Claude Debussy
Il est bien difficile de parler de Claude Debussy sans tomber dans les habituels poncifs : impressionnisme musical, modernité du Prélude à l'après-midi d'un faune, les petites phrases assassines plus où moins à l'adresse de tous ses contemporains, la gamme par tons, pour ou contre Pelléas, le navrant chauvinisme tardif, l'anti-pro-anti-pro-wagnérisme. Or, Debussy, c'est bien plus que ces quelques réductions a minima de ses oeuvres, ses pensées et ses influences - reçues et données.
Il est à considérer avant tout qu'il fut, dès ses premières armes, à la fois un féroce anticonformiste musical, tout en recherchant la respectabilité sociale. Oui, il a écrit La Demoiselle élue dès 1888, développant déjà son langage insaisissable, ses harmonies intangibles issues de la gamme par tons, ses audacieuses lignes mélodiques totalement en rupture avec ce qui se faisait alors.
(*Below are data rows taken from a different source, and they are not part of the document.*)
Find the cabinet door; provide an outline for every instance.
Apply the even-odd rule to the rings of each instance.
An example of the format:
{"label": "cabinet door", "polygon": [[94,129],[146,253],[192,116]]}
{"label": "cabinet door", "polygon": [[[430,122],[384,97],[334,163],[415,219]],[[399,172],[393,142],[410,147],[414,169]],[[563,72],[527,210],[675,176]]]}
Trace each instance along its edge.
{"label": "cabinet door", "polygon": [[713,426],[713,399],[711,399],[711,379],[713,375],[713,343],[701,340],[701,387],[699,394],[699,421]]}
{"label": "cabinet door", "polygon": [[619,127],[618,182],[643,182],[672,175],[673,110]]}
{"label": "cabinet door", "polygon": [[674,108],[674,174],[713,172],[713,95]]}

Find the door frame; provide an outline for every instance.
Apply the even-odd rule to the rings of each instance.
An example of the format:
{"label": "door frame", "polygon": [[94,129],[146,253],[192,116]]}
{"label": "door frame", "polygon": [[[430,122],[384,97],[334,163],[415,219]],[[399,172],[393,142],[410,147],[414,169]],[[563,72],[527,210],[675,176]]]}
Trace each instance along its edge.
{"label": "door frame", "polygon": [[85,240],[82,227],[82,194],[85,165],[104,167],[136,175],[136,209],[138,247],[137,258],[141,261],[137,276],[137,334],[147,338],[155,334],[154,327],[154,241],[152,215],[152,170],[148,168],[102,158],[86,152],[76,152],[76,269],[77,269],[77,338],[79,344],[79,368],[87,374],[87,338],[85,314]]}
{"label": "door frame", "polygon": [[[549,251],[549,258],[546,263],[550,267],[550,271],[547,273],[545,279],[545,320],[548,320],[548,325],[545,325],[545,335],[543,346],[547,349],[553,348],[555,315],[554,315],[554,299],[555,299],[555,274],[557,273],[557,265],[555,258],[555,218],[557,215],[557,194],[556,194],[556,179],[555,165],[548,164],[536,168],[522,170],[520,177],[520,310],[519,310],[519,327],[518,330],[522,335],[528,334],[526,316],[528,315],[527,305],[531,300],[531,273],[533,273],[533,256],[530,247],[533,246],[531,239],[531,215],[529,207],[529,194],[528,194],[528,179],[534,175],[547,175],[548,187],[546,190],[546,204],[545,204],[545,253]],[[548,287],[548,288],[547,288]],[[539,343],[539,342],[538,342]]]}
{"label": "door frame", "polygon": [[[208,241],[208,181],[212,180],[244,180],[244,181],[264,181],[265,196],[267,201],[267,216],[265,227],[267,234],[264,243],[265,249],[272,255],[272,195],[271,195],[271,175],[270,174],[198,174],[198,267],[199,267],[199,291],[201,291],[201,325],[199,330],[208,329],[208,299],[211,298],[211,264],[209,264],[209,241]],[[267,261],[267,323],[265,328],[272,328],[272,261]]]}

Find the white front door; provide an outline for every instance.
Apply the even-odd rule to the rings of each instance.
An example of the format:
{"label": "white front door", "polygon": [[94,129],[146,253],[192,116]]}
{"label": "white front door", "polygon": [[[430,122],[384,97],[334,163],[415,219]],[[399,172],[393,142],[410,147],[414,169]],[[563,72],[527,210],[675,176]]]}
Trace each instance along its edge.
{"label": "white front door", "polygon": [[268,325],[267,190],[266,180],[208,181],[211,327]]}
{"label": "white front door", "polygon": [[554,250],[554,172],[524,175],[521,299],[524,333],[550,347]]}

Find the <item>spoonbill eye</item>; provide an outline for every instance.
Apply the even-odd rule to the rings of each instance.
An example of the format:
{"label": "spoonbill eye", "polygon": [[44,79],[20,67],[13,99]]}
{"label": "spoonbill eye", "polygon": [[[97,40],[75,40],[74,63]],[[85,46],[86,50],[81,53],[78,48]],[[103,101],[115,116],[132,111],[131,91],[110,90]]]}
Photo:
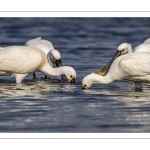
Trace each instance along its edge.
{"label": "spoonbill eye", "polygon": [[86,88],[86,84],[84,84],[83,86],[84,86],[84,88]]}

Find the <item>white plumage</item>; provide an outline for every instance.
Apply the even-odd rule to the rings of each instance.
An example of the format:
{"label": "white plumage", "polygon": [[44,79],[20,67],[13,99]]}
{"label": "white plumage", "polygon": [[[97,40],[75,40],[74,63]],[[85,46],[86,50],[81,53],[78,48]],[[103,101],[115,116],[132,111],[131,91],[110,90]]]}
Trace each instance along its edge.
{"label": "white plumage", "polygon": [[72,67],[52,68],[43,51],[28,46],[10,46],[0,50],[0,75],[11,75],[20,83],[28,74],[40,71],[45,75],[65,75],[70,81],[76,78]]}
{"label": "white plumage", "polygon": [[[25,43],[25,46],[36,47],[42,50],[47,56],[48,62],[51,67],[55,65],[57,67],[62,66],[61,55],[58,50],[54,49],[54,46],[48,40],[41,39],[41,37],[31,39]],[[35,74],[34,74],[35,78]]]}
{"label": "white plumage", "polygon": [[105,76],[92,73],[82,80],[83,88],[92,84],[110,84],[117,80],[131,80],[136,88],[142,88],[142,82],[150,81],[150,53],[130,53],[114,60]]}

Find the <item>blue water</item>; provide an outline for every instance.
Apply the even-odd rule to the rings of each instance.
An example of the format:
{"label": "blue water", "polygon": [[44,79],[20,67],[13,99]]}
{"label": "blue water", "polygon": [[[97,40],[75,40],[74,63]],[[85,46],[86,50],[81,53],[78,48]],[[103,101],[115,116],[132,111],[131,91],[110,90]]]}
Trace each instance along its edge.
{"label": "blue water", "polygon": [[82,90],[84,76],[101,69],[119,44],[133,47],[150,37],[150,18],[0,18],[0,47],[32,38],[51,41],[63,65],[77,72],[76,84],[61,77],[27,76],[16,84],[0,77],[0,132],[150,132],[150,84],[117,81]]}

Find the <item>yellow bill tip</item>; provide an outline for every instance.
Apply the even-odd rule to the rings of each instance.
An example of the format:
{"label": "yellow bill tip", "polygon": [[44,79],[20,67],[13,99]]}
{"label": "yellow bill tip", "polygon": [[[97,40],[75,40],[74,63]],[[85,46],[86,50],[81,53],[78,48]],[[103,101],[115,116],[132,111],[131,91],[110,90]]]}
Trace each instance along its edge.
{"label": "yellow bill tip", "polygon": [[106,75],[106,71],[99,71],[97,74],[100,75],[100,76],[105,76]]}

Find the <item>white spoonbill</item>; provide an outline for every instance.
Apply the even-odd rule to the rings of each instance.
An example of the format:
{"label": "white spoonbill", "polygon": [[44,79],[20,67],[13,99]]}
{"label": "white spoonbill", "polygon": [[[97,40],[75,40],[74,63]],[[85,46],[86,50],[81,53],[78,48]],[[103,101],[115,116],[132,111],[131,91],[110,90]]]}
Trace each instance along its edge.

Et pourtant l'oeuvre est un envoi de la Villa Médicis où Debussy cuvait ce Prix de Rome - le summum de l'académisme ! - qu'il avait si ardemment désiré au point de le tenter trois fois. Certes, il brocarde sarcastiquement les institutions, mais ne refuse quand même pas la Légion d'honneur (comme le fera Ravel, par exemple). En 1882, le jeune homme fit imprimer des cartes de visite avec le nom bien plus ronflant de « A. de Bussy » plutôt que le roturier Debussy. Tous ces contrastes, toutes ces oppositions, marqueront sa vie autant que sa musique.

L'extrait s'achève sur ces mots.